A expressão “inteligência artificial” é comumente utilizada de forma genérica, isto é, sem especificar a qual das suas disciplinas está se referindo. Neste trabalho, procurarei ser específico, ilustrando quais são essas disciplinas, para que servem e como (ou se) estão sendo utilizadas no e reguladas pelo Direito brasileiro, me baseando em doutrina, notícias, regras e casos jurídicos para tanto. Definido o destino, inicio a viagem.
Como disse, a expressão “inteligência artificial” é genérica, pois se refere a uma variedade de realidades diversas (ÁVILA, 2025 [2022], p. 55) ou, no nosso caso, a “disciplinas” diversas. Dentre as mais relevantes ao Direito e aos advogados, temos: (i) machine learning (ML); (ii) natural language processing (NLP); (iii) computer vision (CV); (iv) affective computing (AC); e (v) automated reasoning (AR).
ML é uma disciplina da IA que utiliza algoritmos para detectar padrões em dados e, com base nesses padrões, treina sistemas capazes de fazer previsões ou tomar decisões.
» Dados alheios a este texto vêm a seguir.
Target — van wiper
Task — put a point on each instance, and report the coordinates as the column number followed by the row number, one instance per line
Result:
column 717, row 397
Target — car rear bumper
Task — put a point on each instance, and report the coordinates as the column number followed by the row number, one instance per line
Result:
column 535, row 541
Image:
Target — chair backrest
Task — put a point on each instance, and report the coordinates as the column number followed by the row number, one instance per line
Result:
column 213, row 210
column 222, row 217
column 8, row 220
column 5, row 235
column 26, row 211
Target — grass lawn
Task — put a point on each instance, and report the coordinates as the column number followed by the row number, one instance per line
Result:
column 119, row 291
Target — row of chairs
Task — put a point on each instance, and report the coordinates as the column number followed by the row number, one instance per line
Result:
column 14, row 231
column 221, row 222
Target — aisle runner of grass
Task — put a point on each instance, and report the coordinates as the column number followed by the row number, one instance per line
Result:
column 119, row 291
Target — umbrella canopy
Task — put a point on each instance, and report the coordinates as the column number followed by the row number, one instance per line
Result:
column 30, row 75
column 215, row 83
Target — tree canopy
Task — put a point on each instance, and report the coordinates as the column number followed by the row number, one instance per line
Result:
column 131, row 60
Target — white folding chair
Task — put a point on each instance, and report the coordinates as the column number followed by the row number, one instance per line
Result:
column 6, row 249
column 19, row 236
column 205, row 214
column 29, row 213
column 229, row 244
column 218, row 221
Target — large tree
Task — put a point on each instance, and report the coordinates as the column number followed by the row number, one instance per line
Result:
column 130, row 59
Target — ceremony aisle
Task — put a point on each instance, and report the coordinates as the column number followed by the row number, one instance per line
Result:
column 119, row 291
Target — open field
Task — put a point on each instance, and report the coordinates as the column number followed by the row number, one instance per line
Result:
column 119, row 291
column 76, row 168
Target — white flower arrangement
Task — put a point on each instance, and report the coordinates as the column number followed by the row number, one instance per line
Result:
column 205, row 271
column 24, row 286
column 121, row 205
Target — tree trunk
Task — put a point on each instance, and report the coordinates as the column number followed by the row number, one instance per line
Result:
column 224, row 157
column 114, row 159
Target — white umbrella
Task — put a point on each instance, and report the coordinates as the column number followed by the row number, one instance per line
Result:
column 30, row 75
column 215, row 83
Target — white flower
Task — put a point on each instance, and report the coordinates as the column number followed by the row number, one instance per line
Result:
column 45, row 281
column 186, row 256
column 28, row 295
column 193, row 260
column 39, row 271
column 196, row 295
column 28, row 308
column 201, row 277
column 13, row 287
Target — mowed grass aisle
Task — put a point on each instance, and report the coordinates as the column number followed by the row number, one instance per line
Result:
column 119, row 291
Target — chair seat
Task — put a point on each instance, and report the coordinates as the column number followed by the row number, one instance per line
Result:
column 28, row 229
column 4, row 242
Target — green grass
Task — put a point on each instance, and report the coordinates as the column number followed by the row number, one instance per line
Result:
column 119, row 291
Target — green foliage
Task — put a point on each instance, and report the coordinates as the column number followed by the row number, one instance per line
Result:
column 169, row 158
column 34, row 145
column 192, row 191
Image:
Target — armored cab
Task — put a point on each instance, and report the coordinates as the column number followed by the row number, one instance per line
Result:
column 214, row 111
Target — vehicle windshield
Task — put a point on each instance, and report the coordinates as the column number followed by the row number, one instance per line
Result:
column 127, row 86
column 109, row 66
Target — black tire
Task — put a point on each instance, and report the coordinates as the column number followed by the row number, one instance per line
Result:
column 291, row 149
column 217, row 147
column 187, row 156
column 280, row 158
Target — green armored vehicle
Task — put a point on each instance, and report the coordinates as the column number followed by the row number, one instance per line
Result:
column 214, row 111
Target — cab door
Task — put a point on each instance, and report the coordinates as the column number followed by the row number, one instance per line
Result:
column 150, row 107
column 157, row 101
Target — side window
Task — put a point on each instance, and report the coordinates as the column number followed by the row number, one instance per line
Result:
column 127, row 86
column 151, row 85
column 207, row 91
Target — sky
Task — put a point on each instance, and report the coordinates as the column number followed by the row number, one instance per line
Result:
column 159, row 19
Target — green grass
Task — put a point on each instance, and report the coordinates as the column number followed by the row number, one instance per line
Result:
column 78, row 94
NLP, por sua vez, é a disciplina da IA voltada a desenvolver sistemas capazes de analisar, interpretar, gerar e interagir com a linguagem humana em forma textual ou falada. A
disciplina CV permite aos sistemas analisar e interpretar informações visuais, como imagens e vídeos, para reconhecer objetos, pessoas, rostos, veículos, entre outros elementos visuais; se assemelha à disciplina AC que, analisando e interpretando expressões corporais, reconhece emoções específicas. AR, por fim, é a disciplina voltada a responder questões e tomar decisões a partir de dados diversos automaticamente, sem a intervenção humana (todas as definições derivam de HÄUSELMANN, 2022, pp. 48, 57, 58, 62 e 65, respectivamente).
Três dessas disciplinas são utilizadas no Direito brasileiro. Por exemplo, o Supremo Tribunal Federal, em 2024, lançou a sua nova inteligência artificial Maria (https://lnk.ink/QedKF), enquanto em 2025, o Superior Tribunal de Justiça lançou a sua, a STJ Logos (https://lnk.ink/XcWp3), bem como o TST, a Chat-JT (https://abrir.link/npiXW). As três contam com as disciplinas ML, NPL e CV para elaborar resumos de documentos (inclusive analisando imagens), minutas de decisões, analisar a admissibilidade de recursos e identificar demandas repetitivas.
Quanto à regulação da inteligência artificial pelo Direito brasileiro, contudo, ela ainda é precária. Atualmente, o seu uso pelo Poder Judiciário é de alguma forma regido pela Resolução nº 615/2025, do CNJ, que atualizou a Resolução CNJ nº 332/2020. Nesta Resolução, faz-se menção específica à ML (nas considerações, ao referir “aprendizado de
máquina”) e à CV (art. 22, § 2º). Essas disciplinas foram reconhecidas como meios válidos de produção de prova digital da jornada de trabalho por geolocalização (processo nº TST-ROT – 23218-21.2023.5.04.0000). Por fim, cabe mencionar o PL 2.338/2023 (Marco Legal da IA), já aprovado pelo Senado e atualmente em tramitação na Câmara
dos Deputados, que só faz uma menção superficial às disciplinas ML e AR no art. 4º, I.
A inteligência artificial se emancipou dos filmes: convive conosco no trabalho, em casa, na universidade; poderá se tornar nossa colega ou nossa competidora. Seja o futuro da sua relação com os humanos próspero ou catastrófico, cabe a nós compreendê-la. Encerro este trabalho esperando que eu tenha dado um passo nessa direção.
Bibliografia
ÁVILA, Humberto. Teoria da indeterminação no direito: entre a indeterminação aparente e determinação latente (2022). 3. ed. rev., atual. e ampl. São Paulo: Malheiros, 2025.
HÄUSELMANN, Andreas. “Disciplines of AI: An Overview of Approaches and Techniques”. In: CUSTERS, Bart; FOSCH-VILLARONGA, Eduard (edit.). Law and Artificial Intelligence – Regulating AI and Applying AI in Legal Practice. Asser Press, Springer-Verlag, Berlin, 2022.